In particolare, una questione che è destinata ad incidere profondamente in questo particolare contratto la possiamo trovare nell’articolo 1, comma 23, che riscrive l’articolo 61, comma 1 del decreto legislativo n.276/2003 secondo cui

Il progetto non può comportare lo svolgimento di compiti meramente esecutivi o ripetitivi che possono essere individuati dai contratti collettivi stipulati dalle organizzazioni sindacali comparativamente più rappresentative sul piano nazionale

La Fondazione Studi pone in evidenza che questa nuova disposizione legislativa trova una particolare applicazione nella aziende di call center in cui si registra un utilizzo rilevante del contratto a progetto, soprattutto in out bound.

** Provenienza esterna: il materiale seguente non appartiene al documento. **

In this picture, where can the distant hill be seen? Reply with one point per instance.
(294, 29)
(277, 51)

Le nuove indicazioni potrebbero bloccare i lavori a progetto in queste aziende perché, così come ha posto in evidenza la legge, i nuovi requisiti relativi alla non esecutività e ripetitività delle prestazioni, e le modalità di lavoro di un operatore di call center si scontrano, in sostanza, con i rapporto di lavoro.

Infatti, sempre per la fondazione, il decreto legge 22 giugno 2012 n° 83, così come modificato e convertito in Legge 7 agosto 2012 n° 134 il quale all’articolo 24-bis), comma 7 stabilisce che all’articolo 61, comma 1, del decreto legislativo 10 settembre 2003, n. 276, e successive modificazioni, dopo le parole

rappresentanti di commercio

sono inserite le seguenti:

nonché delle attività di vendita diretta di beni e di servizi realizzate attraverso call center ‘out bound’ per le quali il ricorso ai contratti di collaborazione a progetto è consentito sulla base del corrispettivo definito dalla contrattazione collettiva nazionale di riferimento

In questo contesto, il  Ministero del Lavoro, attraverso la circolare n° 17 del 14 giugno 2006, ha fornito una descrizione delle attività svolte in “out bound”. Per il Ministero il compito assegnato al collaboratore è quello di rendersi attivo nel contattare, per un arco di tempo predeterminato, l’utenza di un prodotto o servizio riconducibile ad un singolo committente.

Sempre per il Ministero del Lavoro e delle Politiche Sociali, la differenza tra serviziout bound e in bound è, di fatto, ilcomportamento attivo del lavoratore che da solo è sufficiente a qualificare la prestazione come obbligazione di risultato e non come obbligazione di mezzi.